NODES AND SCRATCH ON SAN DISKS

Post questions here relative to DataStage Enterprise/PX Edition for such areas as Parallel job design, Parallel datasets, BuildOps, Wrappers, etc.

Moderators: chulett, rschirm, roy

Post Reply
srireddypunuru
Premium Member
Premium Member
Posts: 40
Joined: Thu Jul 10, 2008 12:45 pm

NODES AND SCRATCH ON SAN DISKS

Post by srireddypunuru »

Team,

We are running IS 8.5 on windows 4 CPU box. Where we have D and E Drives are SAN and D is the place we have installed IS 8.5

E Drive has 200GB free space where pointed our CONFIG FILE with 4 Nodes.

Issues we are facing -

1) Lots of OSH being created jobs failing - Unable to allocate resources etc.
2) IBM gave us a patch JR41358_PXE_windows_8501

They are suggesting to reduce the nodes to a 2 NODE CONFIG FILE

Below is our config file. Our Job designs arnt that complex but redcing the nodes to 2 will increase the execution time of the jobs.

Any thought our situation really appreciated.

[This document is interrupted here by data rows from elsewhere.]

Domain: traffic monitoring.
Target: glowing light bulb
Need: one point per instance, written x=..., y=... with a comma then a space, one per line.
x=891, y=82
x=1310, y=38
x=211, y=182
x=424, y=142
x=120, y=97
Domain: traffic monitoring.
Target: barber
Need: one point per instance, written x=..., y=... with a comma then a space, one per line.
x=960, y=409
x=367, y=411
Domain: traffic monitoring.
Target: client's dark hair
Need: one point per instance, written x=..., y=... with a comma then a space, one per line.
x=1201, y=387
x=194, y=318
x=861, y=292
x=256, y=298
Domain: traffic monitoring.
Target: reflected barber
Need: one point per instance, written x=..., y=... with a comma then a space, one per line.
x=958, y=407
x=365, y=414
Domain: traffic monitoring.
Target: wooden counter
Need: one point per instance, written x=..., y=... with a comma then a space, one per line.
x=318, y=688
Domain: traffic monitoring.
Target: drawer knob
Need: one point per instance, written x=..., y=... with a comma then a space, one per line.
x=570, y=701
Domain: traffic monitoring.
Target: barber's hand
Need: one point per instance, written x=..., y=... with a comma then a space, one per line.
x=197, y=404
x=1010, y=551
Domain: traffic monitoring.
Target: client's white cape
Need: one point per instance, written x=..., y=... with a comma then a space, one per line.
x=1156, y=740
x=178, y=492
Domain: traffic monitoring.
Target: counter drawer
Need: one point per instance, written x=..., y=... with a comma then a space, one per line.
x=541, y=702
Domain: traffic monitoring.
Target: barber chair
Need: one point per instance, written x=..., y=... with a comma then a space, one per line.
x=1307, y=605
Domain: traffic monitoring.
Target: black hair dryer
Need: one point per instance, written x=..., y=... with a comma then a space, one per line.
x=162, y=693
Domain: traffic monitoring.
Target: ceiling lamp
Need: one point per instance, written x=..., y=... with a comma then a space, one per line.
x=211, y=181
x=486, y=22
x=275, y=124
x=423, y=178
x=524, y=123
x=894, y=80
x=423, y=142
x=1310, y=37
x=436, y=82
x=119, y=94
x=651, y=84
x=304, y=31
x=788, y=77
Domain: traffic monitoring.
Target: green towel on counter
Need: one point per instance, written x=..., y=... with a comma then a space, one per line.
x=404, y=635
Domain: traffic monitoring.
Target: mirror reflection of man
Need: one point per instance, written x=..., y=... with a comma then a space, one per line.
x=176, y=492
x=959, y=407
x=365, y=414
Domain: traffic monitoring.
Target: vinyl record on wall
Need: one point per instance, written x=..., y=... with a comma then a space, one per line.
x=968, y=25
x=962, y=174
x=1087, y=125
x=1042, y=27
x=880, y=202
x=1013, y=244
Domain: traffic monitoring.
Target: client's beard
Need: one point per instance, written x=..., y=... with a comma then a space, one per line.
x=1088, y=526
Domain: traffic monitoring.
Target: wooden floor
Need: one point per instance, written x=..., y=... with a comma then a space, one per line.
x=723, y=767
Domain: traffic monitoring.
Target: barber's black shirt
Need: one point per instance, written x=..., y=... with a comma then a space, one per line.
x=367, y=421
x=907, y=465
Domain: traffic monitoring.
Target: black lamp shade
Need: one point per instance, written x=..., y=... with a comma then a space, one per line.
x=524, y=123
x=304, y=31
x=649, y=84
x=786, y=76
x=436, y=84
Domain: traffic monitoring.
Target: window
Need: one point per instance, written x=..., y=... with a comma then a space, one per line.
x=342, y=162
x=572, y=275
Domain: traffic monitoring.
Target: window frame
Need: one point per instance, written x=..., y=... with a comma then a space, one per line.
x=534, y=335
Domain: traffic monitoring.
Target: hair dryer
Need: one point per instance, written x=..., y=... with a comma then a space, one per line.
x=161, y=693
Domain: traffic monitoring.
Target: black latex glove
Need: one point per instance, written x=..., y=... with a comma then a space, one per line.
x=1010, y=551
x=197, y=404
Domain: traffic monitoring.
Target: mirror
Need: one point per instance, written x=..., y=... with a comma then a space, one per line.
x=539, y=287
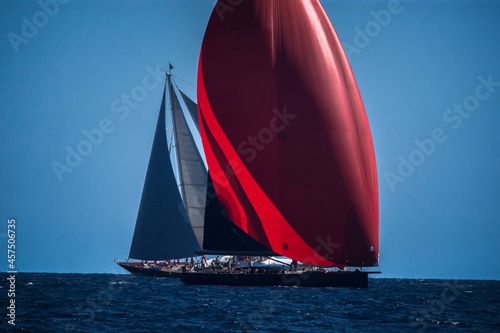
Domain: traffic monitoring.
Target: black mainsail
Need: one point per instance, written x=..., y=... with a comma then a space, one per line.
x=162, y=229
x=173, y=225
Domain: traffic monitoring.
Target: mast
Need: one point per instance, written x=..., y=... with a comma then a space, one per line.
x=161, y=230
x=191, y=168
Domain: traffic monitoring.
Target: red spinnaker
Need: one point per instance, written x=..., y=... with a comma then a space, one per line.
x=285, y=132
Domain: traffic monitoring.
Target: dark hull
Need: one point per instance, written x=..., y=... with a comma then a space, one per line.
x=140, y=271
x=306, y=279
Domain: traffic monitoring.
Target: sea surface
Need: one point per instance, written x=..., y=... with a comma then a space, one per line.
x=124, y=303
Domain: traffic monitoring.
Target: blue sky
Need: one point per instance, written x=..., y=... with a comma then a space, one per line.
x=423, y=73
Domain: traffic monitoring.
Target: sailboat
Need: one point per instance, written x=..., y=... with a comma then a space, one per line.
x=291, y=162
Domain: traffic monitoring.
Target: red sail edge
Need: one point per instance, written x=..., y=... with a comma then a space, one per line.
x=285, y=132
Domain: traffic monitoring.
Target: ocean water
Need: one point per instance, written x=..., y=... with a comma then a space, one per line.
x=124, y=303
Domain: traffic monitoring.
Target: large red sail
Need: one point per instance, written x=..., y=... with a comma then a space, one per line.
x=285, y=132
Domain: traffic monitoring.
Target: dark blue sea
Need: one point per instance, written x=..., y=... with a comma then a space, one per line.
x=124, y=303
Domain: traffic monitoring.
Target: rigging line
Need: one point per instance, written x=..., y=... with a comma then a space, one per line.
x=182, y=81
x=279, y=261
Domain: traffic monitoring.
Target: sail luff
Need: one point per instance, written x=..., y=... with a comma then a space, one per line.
x=192, y=170
x=192, y=108
x=162, y=229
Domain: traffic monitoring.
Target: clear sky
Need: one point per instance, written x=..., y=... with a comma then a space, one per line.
x=427, y=70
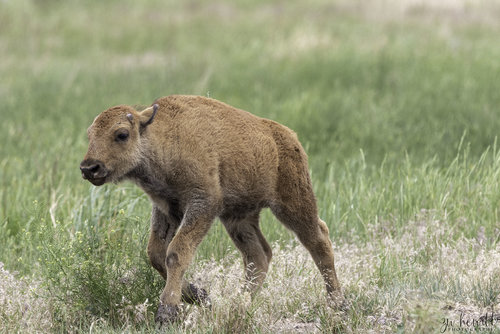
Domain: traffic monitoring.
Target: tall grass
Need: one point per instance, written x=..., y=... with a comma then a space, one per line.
x=396, y=106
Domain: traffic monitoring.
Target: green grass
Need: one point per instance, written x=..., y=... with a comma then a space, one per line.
x=398, y=112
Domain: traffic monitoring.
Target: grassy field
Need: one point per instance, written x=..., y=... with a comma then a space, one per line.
x=397, y=105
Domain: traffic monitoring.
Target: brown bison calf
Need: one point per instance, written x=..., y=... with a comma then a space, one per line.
x=198, y=159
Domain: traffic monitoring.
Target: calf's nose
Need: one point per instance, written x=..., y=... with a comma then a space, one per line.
x=92, y=169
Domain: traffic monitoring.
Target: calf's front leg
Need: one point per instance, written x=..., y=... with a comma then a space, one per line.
x=180, y=253
x=163, y=228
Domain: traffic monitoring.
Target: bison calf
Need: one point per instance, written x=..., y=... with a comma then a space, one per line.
x=198, y=159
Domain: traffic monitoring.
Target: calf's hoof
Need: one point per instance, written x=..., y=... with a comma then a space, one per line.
x=167, y=314
x=195, y=295
x=337, y=301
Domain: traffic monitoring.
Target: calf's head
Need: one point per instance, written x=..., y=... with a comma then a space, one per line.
x=115, y=143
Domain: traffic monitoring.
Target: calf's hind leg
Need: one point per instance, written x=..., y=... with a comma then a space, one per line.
x=313, y=234
x=254, y=248
x=163, y=228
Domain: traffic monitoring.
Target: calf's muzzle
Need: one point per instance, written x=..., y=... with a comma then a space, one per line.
x=94, y=171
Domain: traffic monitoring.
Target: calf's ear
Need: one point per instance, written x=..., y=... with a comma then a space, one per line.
x=147, y=116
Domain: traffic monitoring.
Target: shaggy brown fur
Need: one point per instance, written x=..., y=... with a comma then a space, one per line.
x=198, y=159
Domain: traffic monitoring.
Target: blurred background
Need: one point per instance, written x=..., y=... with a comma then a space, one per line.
x=396, y=102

main_program: APT configuration file: D:/IBM/InformationServer/Server/Configurations/default.apt

Code: Select all

{	node "node1"
	{
		fastname "ms"
		pools ""
		resource disk "E:/IBM/InformationServer/Server/Datasets" {pools ""}
		resource scratchdisk "E:/IBM/InformationServer/Server/Scratch" {pools ""}
	}

	node "node2"
	{
		fastname "ms979"
		pools ""
		resource disk "E:/IBM/InformationServer/Server/Datasets" {pools ""}
		resource scratchdisk "E:/IBM/InformationServer/Server/Scratch" {pools ""}
	}
	node "node3"
	{
		fastname "ms979"
		pools ""
		resource disk "E:/IBM/InformationServer/Server/Datasets" {pools ""}
		resource scratchdisk "E:/IBM/InformationServer/Server/Scratch" {pools ""}
	}
	node "node4"
	{
		fastname "ms979"
		pools ""
		resource disk "E:/IBM/InformationServer/Server/Datasets" {pools ""}
		resource scratchdisk "E:/IBM/InformationServer/Server/Scratch" {pools ""}
	}
}
o
Srikanth Reddy
Integration Consultant
qt_ky
Premium Member
Premium Member
Posts: 2895
Joined: Wed Aug 03, 2011 6:16 am
Location: USA

Post by qt_ky »

The key would be finding out what resources it is unable to allocated.

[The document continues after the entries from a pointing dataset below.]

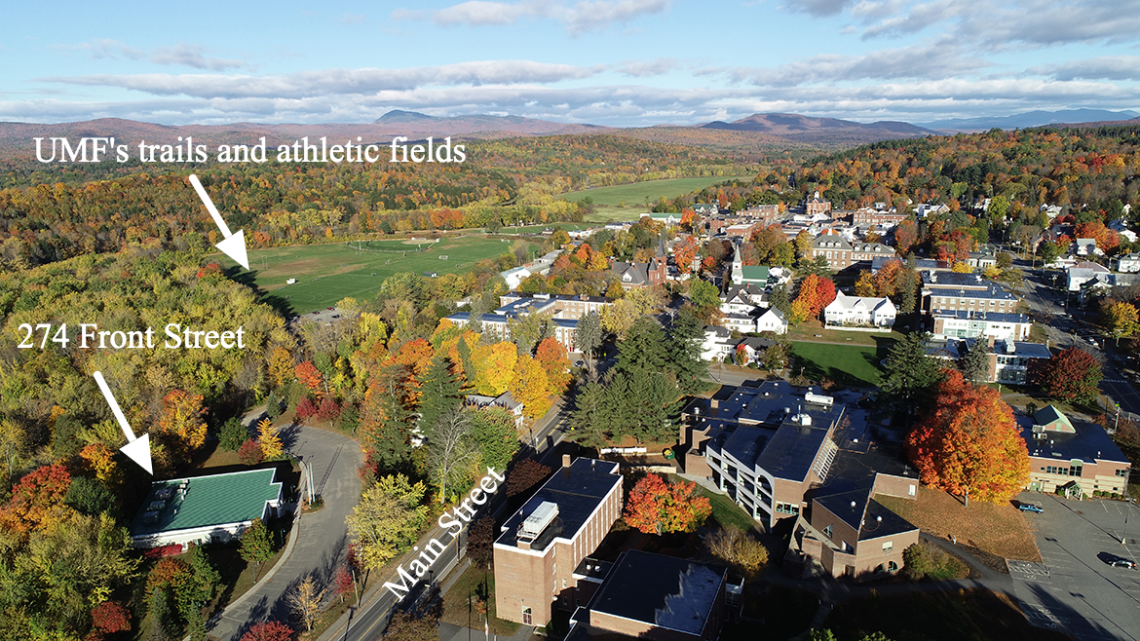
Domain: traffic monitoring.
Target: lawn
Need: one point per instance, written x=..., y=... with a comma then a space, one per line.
x=650, y=191
x=994, y=529
x=326, y=274
x=847, y=365
x=461, y=602
x=978, y=615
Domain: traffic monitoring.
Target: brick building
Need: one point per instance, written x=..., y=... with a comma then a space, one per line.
x=1072, y=457
x=540, y=552
x=764, y=447
x=840, y=253
x=653, y=597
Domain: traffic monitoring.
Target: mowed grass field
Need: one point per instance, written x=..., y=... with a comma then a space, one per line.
x=638, y=193
x=326, y=274
x=848, y=365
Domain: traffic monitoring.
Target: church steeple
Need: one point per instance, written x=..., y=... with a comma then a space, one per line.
x=738, y=267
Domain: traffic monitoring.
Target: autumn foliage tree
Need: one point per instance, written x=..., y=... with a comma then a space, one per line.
x=969, y=441
x=1072, y=374
x=181, y=418
x=657, y=506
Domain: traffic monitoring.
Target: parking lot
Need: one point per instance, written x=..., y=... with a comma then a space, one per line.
x=1074, y=589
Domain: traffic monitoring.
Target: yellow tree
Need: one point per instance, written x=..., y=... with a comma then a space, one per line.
x=281, y=366
x=531, y=387
x=181, y=418
x=271, y=448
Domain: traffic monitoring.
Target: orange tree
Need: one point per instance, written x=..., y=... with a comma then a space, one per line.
x=1072, y=374
x=969, y=443
x=657, y=506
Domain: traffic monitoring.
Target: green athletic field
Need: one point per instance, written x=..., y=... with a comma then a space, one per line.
x=650, y=191
x=325, y=274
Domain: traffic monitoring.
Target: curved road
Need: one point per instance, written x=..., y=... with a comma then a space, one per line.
x=322, y=537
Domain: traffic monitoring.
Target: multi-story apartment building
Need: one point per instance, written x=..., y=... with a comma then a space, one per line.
x=1074, y=459
x=840, y=253
x=540, y=552
x=945, y=291
x=763, y=446
x=966, y=324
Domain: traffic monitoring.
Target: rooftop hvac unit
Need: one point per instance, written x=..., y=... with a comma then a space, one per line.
x=538, y=520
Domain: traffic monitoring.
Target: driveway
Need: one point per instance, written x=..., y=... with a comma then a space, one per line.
x=322, y=537
x=1074, y=590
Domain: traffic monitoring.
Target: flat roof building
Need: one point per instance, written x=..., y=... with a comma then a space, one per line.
x=538, y=553
x=205, y=509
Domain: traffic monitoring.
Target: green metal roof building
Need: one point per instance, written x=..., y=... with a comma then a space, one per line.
x=204, y=509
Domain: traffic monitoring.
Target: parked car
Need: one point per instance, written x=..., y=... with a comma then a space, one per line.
x=1120, y=561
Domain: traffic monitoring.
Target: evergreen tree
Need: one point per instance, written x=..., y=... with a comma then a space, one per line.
x=439, y=395
x=589, y=421
x=685, y=356
x=976, y=364
x=911, y=373
x=780, y=300
x=643, y=348
x=588, y=335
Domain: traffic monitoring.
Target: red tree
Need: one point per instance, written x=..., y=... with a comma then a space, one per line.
x=1072, y=374
x=970, y=443
x=656, y=506
x=268, y=631
x=37, y=501
x=309, y=376
x=110, y=617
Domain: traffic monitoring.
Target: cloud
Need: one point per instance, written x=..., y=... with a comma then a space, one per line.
x=644, y=69
x=583, y=16
x=819, y=8
x=336, y=81
x=930, y=59
x=179, y=55
x=1107, y=67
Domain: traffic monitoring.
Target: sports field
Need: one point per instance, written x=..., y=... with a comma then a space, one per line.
x=325, y=274
x=650, y=191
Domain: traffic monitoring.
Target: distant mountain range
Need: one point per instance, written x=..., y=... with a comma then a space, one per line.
x=1028, y=119
x=755, y=131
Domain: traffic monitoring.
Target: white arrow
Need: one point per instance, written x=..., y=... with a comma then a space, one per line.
x=234, y=245
x=137, y=448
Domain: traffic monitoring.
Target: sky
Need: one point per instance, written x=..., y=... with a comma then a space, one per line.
x=620, y=63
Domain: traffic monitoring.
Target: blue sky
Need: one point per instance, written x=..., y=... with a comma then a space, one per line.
x=626, y=63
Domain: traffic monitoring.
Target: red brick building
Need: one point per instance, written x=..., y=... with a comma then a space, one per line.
x=540, y=550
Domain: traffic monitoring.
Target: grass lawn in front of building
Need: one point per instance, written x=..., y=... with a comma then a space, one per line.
x=847, y=365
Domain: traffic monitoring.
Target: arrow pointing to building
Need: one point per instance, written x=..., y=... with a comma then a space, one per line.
x=137, y=448
x=234, y=245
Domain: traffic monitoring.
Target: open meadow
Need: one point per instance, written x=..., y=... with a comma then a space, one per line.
x=648, y=192
x=326, y=274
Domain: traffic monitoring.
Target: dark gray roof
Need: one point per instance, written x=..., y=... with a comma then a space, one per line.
x=577, y=491
x=863, y=513
x=1090, y=443
x=661, y=591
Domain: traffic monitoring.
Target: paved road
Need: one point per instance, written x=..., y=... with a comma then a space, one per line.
x=1074, y=590
x=322, y=537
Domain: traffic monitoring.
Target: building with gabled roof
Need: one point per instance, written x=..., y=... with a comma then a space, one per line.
x=1072, y=457
x=860, y=311
x=540, y=546
x=214, y=508
x=654, y=597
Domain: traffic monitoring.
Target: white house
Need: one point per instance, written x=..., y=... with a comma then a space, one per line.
x=772, y=321
x=860, y=311
x=1128, y=264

Using SAN should not be an issue.

If you're disk is full, the error makes sense. If not, it could be referring to memory. Do you have a lot of old, large files filling up your 200GB?

Find out why they recommend 2 nodes.

Are there any clues in the README from the patch they gave you?
Choose a job you love, and you will never have to work a day in your life. - Confucius
srireddypunuru
Premium Member
Premium Member
Posts: 40
Joined: Thu Jul 10, 2008 12:45 pm

NODES AND SCRATCH ON SAN DISKS

Post by srireddypunuru »

Thanks Eric,

1) I have cleaned up the disk out of 200GB i have 150 GB Free.

Please find read me file from PATCH.
PATCH FOR APAR : JR41358
PATCH NAME : patch_JR41358_PXE_windows_8501
ENGINEERING TEAM : Parallel Framework
COMPONENT : PXEngine
TIERS : Engine
OPERATING SYSTEM : windows 32 & 64 bit
SUITE VERSION* : 8.5.0.1
UNINSTALL** : Supported
RECOMPILE JOBS : None Required

* This patch requires that IBM Information Server suite and component be
installed at the exact level shown and no other.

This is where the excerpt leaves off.